Complementary filter
I implemented the complementary filter as follows: angle_c = (weight)*angle_accel +
(1-weight)*angle_gyro. I collected data for 4.5 seconds to validate that my complementary
filter can mitigate drift. To stay consistent with previous trials, I rotated the board about
its x-axis again, so I am expecting pitch to be ~0.
Weight = 0.3Weight = 0.5Weight = 0.8
I also tested to see if the complementary filter could mitigate quick vibrations by tapping
on the table while the board laid flat.
Weight = 0.3Weight = 0.5Weight = 0.8
From the plots generated, a weight of 0.5 is a good choice.
Sampling data
I stored gyroscope and accelerometer data in separate arrays. When sending data,
I loop through the arrays, combine each entry with a timestamp into a string, and write to
the string characteristic. Keeping them separate simplifies looping, data combination, and
debugging. For previous tasks, I computed pitch and roll angles in the same loop but stored
them separately for the same reasons.
Data collection loopData arrays used in the lab
I needed a space-efficient data type since BLE limits me to 150 bytes per transfer.
Strings were too large, and unsigned longs couldn’t store negative values. Between floats
and doubles, floats take less space, so I chose floats.
I implemented a STREAM_DATA command to collect raw IMU data.

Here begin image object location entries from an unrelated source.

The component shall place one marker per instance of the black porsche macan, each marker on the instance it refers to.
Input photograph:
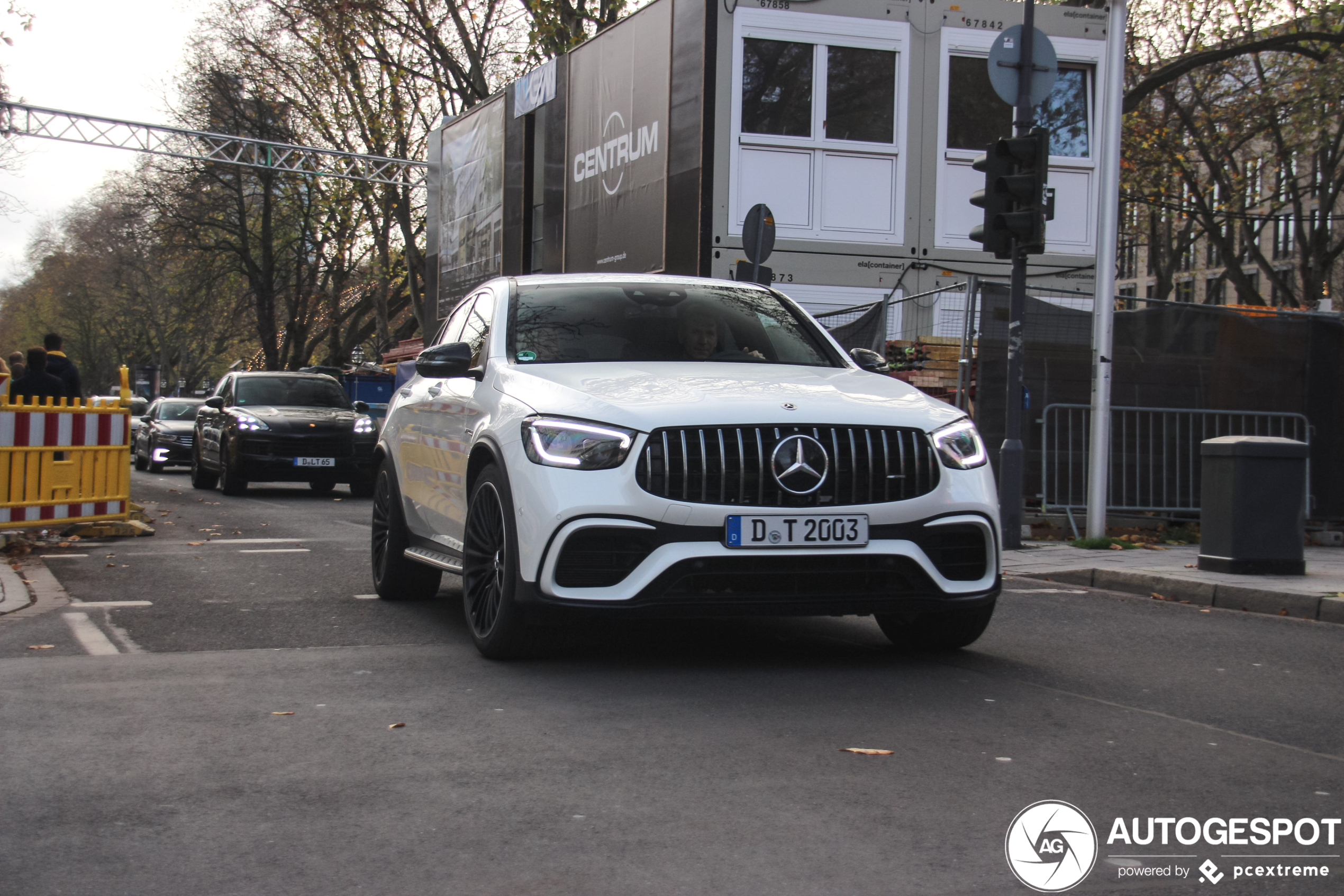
(283, 427)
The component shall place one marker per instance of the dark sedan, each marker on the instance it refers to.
(283, 427)
(166, 434)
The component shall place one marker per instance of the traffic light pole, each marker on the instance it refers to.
(1012, 456)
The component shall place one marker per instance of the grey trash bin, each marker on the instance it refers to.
(1253, 506)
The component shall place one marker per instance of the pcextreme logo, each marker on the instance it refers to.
(1051, 847)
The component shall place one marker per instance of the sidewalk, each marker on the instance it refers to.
(1171, 574)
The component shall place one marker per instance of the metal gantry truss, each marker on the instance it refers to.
(202, 145)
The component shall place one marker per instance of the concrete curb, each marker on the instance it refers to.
(1209, 594)
(48, 594)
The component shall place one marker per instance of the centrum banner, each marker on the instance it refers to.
(471, 202)
(619, 96)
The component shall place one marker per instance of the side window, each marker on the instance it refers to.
(452, 331)
(477, 330)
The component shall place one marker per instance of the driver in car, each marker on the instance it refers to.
(698, 334)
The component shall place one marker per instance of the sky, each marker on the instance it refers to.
(113, 58)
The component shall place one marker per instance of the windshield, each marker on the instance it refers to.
(566, 323)
(178, 410)
(293, 391)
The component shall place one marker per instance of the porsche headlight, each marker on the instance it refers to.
(576, 444)
(249, 422)
(960, 445)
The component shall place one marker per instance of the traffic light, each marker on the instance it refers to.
(996, 205)
(1014, 198)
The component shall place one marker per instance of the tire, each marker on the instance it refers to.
(396, 578)
(229, 481)
(947, 630)
(489, 571)
(201, 477)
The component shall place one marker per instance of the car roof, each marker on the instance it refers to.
(666, 280)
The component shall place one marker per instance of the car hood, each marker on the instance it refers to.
(650, 395)
(303, 419)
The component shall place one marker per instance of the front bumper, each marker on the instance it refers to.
(643, 568)
(262, 461)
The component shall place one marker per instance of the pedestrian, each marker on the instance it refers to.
(37, 383)
(62, 367)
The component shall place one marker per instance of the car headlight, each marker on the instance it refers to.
(574, 444)
(249, 422)
(960, 445)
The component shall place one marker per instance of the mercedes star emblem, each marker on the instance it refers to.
(800, 464)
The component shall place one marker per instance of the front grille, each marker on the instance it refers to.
(296, 446)
(732, 465)
(601, 556)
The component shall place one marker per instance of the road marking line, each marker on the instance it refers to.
(100, 605)
(89, 636)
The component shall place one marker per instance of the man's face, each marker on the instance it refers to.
(701, 337)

I was able to collect 5
seconds of data at ~300Hz. For previous tasks, I observed a similar sampling rate.
Computed sampling time and rate
I used float arrays of 1600 (6.4kB each). At 300Hz sampling, this stores 5.28s of data.
With 384kB RAM, the Artemis can hold up to 316.8s, though some RAM is needed for variables.
Stunts
Observations
The car indeed moves very fast. It didn't seem like there was any speed control, so
it was very easy to crash the car into obstacles.
Discussion and acknowledgements
Discussion
Lab 2 provided valuable experience in collecting and processing IMU data while also offering
insight into the Artemis board's data processing capabilities for future labs.
acknowledgements
My friends Rachel Arena and Kelvin Resch helped me catch a memory overflow error early on in the lab
and kindly lent me a charged battery to use. I also referenced Daria Kot's page from Spring 2024 to
get an idea of how large my arrays should be.